El choque pudo parecerle un simple contacto de cristales; el mismo que ahora ejecuto yo entre la taza y el vaso. Nunca habló él sobre eso, aunque durante mucho tiempo no pudo soportar los ruidos agudos. ¿Cuánto tiempo permaneció bajo el mar? ¿Quién trajo su cuerpo, ablandado, a casa? No recuerdo haber notado en mi padre interés alguno por esos hechos; el primer día, después del accidente, se mantuvo sereno y callado en el interior del negocio. Cumplió los actos de costumbre; estuvo durante la noche fuera, incrustado en la ciudad, posiblemente repitiendo la violencia del día anterior sobre el cuerpo de alguna mujer. Pero cuando volvió, la realidad había cambiado para él; las conexiones, la causalidad, desaparecieron. Prescindió de la comunicación; mientras estuvimos juntos, no llegué a conocer su voz. Después huyó, incapaz de permanecer en un sitio único e incapaz de conocer también dónde se encontraba. Y casi lo olvidé hasta que su súbita aparición en esta otra ciudad reclama mi intervención, la ejecución de un vínculo que acabo de rechazar.
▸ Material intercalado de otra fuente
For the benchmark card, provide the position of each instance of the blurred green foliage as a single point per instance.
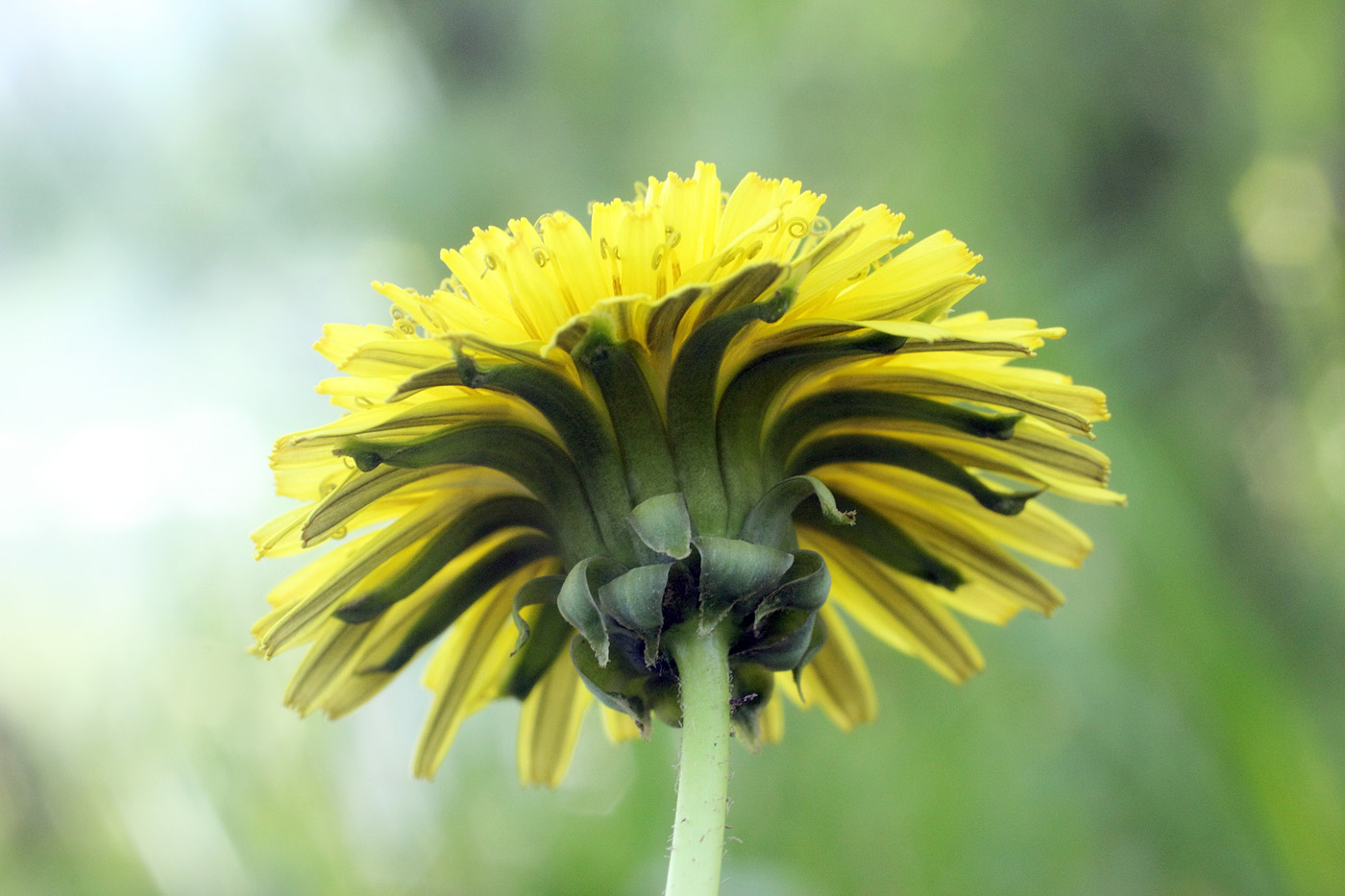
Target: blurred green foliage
(1162, 180)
Por el extremo de este local penetra un animado grupo de adolescentes. Otro acontecimiento en el que sólo puedo participar —dentro de mí mismo— como un tercero. ¿Cómo explicar que estoy detenido en medio de mi propia participación y las acciones de los demás? ¿He creado este límite irreal, soy culpable? ¿Cómo distinguir cuanto ahora ocurre —esas voces, los movimientos de esos cuerpos jóvenes— del hombre que aún puede esperar, en un gran edificio, al otro lado de la ciudad?
Alguno de los adolescentes canta. Soy un hombre maduro, cuántas cosas en mí han comenzado a detenerse.